The Gravel Pursuit is a 60 or 120 mile bike race that takes place on a network of Forest Service roads in the Greater Yellowstone Ecosystem. The roads vary in surface condition from good gravel, to small cinder like sand, to dirt, to bigger rock, to some rutted wash out, to 10 miles of pavement. The roads in the ‘flat’ lands tend to have the best maintenance and as the route heads into the hills the roads get rougher at times. There is also a 1 mile ‘connector’ that jumps the state line that is mostly rideable but will require a little on and off.
What bike / tire setup is ideal? Good question and as a second year event I think this is kind of the fun it as it is still up in the air. I think it mostly comes down to the skills and comfort level of the rider riding on said roads. I have ridden the whole course on my Salsa Cutthroat with 38 mm tires and been just fine. At times, when in the hills, I have questioned myself if a 2.1 tire would be better but then I think back and those sections are very short lived, literally a washout here and there or where the rock has been turned up from an ATV. With all that being said I will say this is mountain Forest Service gravel road race not a maintained county gravel road race.
You MUST be 100% responsible for yourself out there. The route gets remote at times and in some areas is limited to certain vehicle requirements making it hard to get too. There will be several course marshals on motorcycles, to monitor the other trail users and scare away any animal life. Yes, bears are a real thing out there. You will be riding where the big animals live and on the border of Yellowstone National Park. Take note to the recommended gear.
Island Park, Idaho
The Pond’s Lodge is the race headquarters.
September 24, 2016
The race course will be marked but I highly suggest using a Garmin GPS unit or similar. You can download the track from the “Course Info” page.

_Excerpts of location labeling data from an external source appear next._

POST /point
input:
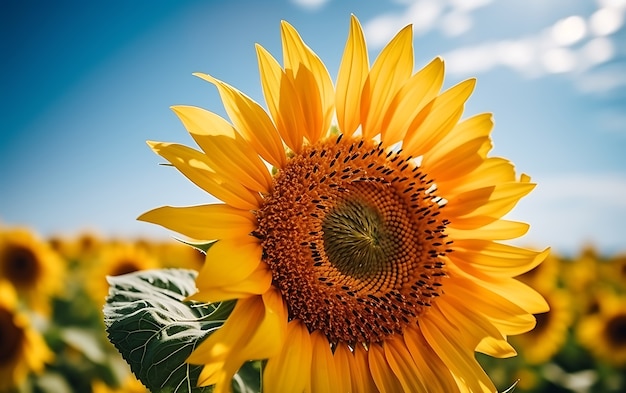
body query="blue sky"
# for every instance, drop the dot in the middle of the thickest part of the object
(85, 84)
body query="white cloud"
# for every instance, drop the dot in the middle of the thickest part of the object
(601, 81)
(606, 21)
(423, 14)
(569, 211)
(574, 45)
(569, 31)
(310, 4)
(453, 17)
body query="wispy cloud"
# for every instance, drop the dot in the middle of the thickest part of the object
(310, 4)
(453, 17)
(572, 45)
(575, 209)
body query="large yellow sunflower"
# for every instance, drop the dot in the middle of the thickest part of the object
(31, 266)
(22, 349)
(542, 343)
(368, 258)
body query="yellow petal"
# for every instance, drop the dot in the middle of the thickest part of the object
(476, 328)
(290, 370)
(510, 288)
(229, 261)
(492, 171)
(497, 230)
(456, 354)
(343, 364)
(204, 222)
(418, 91)
(403, 366)
(232, 337)
(323, 372)
(361, 377)
(428, 362)
(383, 376)
(254, 330)
(196, 167)
(449, 149)
(353, 71)
(251, 121)
(257, 283)
(227, 152)
(437, 119)
(495, 259)
(312, 81)
(282, 100)
(391, 69)
(504, 313)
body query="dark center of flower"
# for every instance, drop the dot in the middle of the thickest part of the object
(615, 330)
(21, 266)
(124, 267)
(353, 237)
(11, 338)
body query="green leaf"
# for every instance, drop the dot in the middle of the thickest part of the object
(155, 330)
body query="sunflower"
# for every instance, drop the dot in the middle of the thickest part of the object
(178, 255)
(547, 338)
(115, 259)
(31, 266)
(368, 258)
(22, 349)
(604, 333)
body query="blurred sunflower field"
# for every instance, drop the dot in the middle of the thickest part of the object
(53, 336)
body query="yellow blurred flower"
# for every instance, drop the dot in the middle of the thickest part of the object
(22, 349)
(357, 265)
(545, 276)
(116, 259)
(548, 337)
(604, 333)
(31, 266)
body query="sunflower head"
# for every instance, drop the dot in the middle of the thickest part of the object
(604, 333)
(31, 266)
(22, 349)
(115, 259)
(372, 249)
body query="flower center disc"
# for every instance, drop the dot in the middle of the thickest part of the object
(21, 266)
(354, 240)
(11, 338)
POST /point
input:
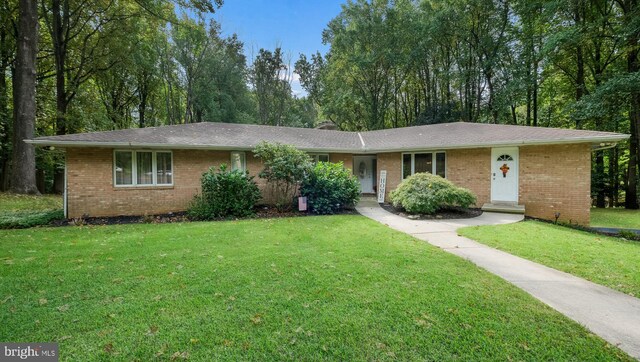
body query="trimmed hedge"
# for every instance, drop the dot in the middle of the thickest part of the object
(329, 187)
(225, 193)
(424, 193)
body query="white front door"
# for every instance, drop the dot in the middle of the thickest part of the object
(504, 174)
(363, 169)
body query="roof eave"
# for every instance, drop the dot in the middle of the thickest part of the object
(596, 140)
(85, 144)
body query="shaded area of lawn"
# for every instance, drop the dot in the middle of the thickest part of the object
(616, 218)
(336, 287)
(22, 211)
(19, 203)
(605, 260)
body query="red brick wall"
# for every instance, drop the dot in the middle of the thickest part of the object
(471, 169)
(556, 179)
(552, 178)
(91, 191)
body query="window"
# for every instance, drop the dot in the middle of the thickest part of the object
(238, 161)
(432, 162)
(406, 165)
(124, 168)
(164, 173)
(320, 157)
(142, 168)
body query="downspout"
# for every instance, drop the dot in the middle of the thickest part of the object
(362, 141)
(64, 194)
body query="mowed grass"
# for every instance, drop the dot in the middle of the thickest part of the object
(11, 203)
(616, 218)
(312, 288)
(24, 211)
(609, 261)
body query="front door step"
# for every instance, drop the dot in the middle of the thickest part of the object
(506, 208)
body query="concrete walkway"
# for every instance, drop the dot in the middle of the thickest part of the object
(612, 315)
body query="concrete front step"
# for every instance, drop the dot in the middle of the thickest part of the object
(507, 208)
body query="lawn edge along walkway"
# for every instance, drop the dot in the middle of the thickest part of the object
(612, 315)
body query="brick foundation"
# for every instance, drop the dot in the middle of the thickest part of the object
(552, 179)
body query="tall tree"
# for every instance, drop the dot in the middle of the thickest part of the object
(271, 80)
(23, 178)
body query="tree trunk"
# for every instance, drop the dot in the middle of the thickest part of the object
(599, 179)
(23, 178)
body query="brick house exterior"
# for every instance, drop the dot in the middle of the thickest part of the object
(553, 169)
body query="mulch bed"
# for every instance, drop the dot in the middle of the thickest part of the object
(262, 212)
(447, 214)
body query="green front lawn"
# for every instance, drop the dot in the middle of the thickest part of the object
(19, 203)
(604, 260)
(616, 218)
(23, 211)
(335, 287)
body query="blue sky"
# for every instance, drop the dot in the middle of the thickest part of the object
(295, 25)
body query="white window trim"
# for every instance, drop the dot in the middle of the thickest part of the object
(244, 160)
(433, 162)
(134, 166)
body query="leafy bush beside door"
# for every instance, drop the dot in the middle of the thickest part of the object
(329, 187)
(424, 193)
(225, 193)
(285, 167)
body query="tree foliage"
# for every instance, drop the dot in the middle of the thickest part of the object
(552, 63)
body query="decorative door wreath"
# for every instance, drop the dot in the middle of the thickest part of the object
(504, 170)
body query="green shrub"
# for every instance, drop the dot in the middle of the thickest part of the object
(27, 219)
(424, 193)
(224, 194)
(330, 187)
(284, 168)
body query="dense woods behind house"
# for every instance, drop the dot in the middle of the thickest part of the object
(104, 65)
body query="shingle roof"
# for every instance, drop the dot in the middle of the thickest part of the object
(245, 137)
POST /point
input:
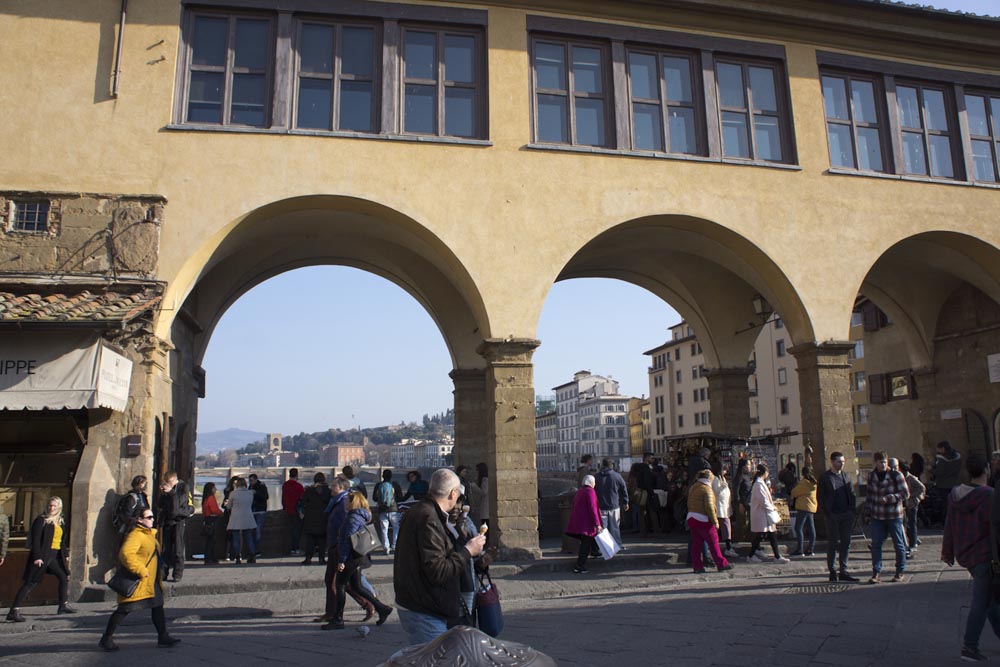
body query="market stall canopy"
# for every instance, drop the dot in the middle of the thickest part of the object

I also suggest bringing a map and cues. You will come across map posts throughout the course that may help you in case of an emergency.
The race is not responsible for you getting lost.
If you decide to bail out you will want to know where you are going and the maps will help you.
Front and rear blinky. Make yourself visible. Safety is no accident and the roads are open to traffic. You will encounter ATV’s and side by sides and maybe even a truck or two.
I can’t express enough that you are responsible for yourself and we do not have the ability to give you a ride if you decide you cannot go on.
There are shorter distances, and easier ways to get back to the race headquarters from each aid station if you did not want to carry on. But this means you still have to ride back and from Checkpoint 2 for the 120 mile it is still a good ways. This is another reason to make sure you carry your map. With all this being said prepare wisely and make good decisions.
There will be 2 aid stations. They will be stocked with water, GU Brew, GU Gel, banana’s, sweet and salty items, PB&J and maybe even a little soda pop!
no cut-off times
Aid Station 1 – mile 34, corner of Chick Creek and Chick Creek Flat #68
Aid Station 2 – 8 miles from the finish.
Aid Station 1 – mile 34, corner of Chick Creek and Chick Creek Flat #68. No Cut-off time
Aid Station 2 – mile 74, Reas Pass. Cut-Off time is 3:00pm
*At mile 98 just past Big Springs Bridge there is a campground on the left that has a water spicket. Just in case…
60 mile – 3:00pm or before if all the riders are back
120 mile – 7:00pm
We do a silent (auction like) raffle when you are out riding and put the raffle ticket to the prize. Come take a look at the table and see if there is something for you at the completion of your race. Odds are everyone gets something!